Monday, January 03, 2011

Drummore Castle, Kirkcudbright

Drummore Castle (fort)
Near Kirkcudbright
Dumfries and Galloway

Not a castle as such I know, but worthy of its place on this blog none the less. This is a an ancient hill fort, visible from the minor road that leads from the Lake (South of Kirkcudbright) in a three mile loop back to the Townhead Road. The hills within this looping road are littered with other minor forts, the remains of small stone circles and stones with cup and ring carvings.

Above. The wooded area to the left of the photo shows where the fort is located.

The fort measures around two hundred and ten by one hundred and sixty feet, and sits on the summit of Castle Hill (aptly enough!) Apparently, visible beneath the overgrown summit of this small hill, there is a stone rampart running almost the full circumference of the hill, with an opening on the North East side. Below this top rampart, there is a ditch and another stony rampart, possibly added at a later date, further strengthening the position this fort holds.

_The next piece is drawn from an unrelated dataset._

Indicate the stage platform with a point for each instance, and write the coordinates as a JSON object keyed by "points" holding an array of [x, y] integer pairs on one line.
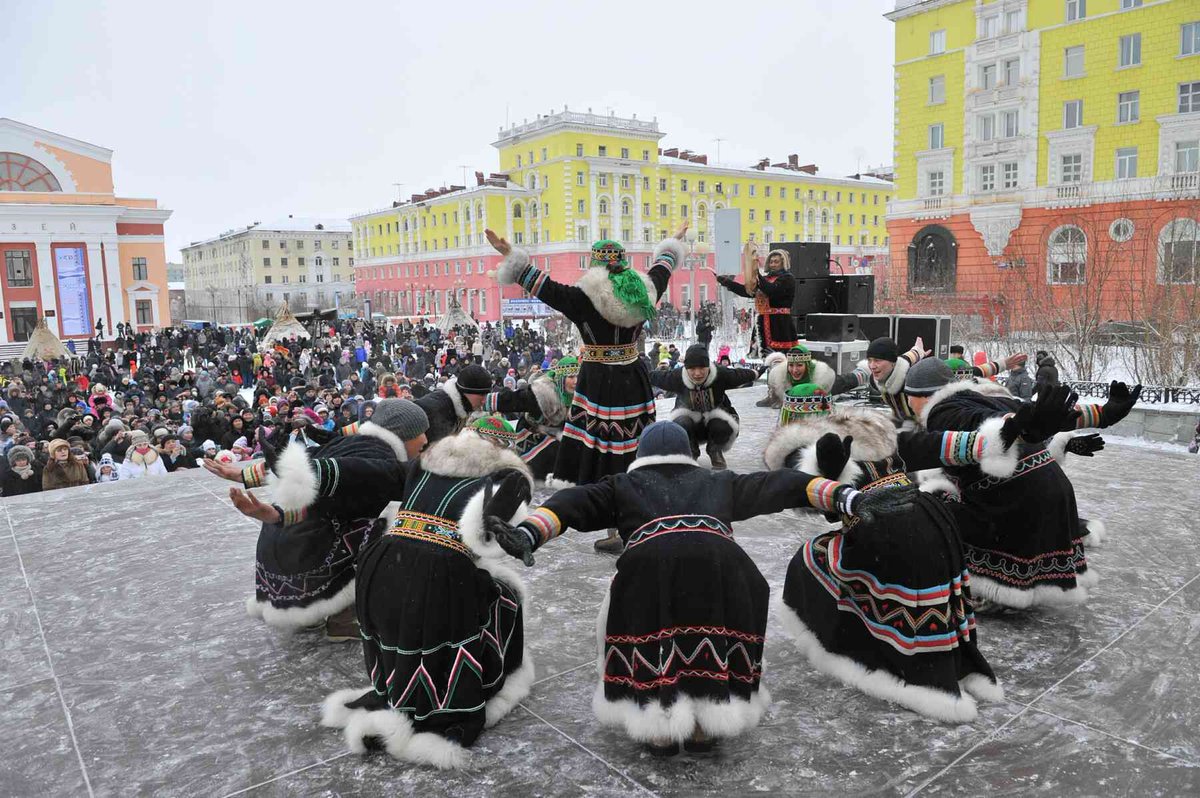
{"points": [[129, 666]]}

Above. Plan of Drummore Fort from The Motes, Forts and Doons of the Stewartry of Kirkcudbright, by Frederick R. Coles

In his report of 1891, Frederick Coles stated that the ramparts were still imposing and strong, suggesting to him that the fort was constructed with one thing in mind....defence. He also stated that two wells were still visible in amongst the thick vegetation at the summit of the hill, indicating that the fort was meant to be inhabited. The fort occupies an area of 430 by 250 feet, with a central, rough area measuring 207 by 174 feet from rampart to rampart. The ditches, were, at Coles' time, from 6 to 18 feet wide, and around 8 feet deep.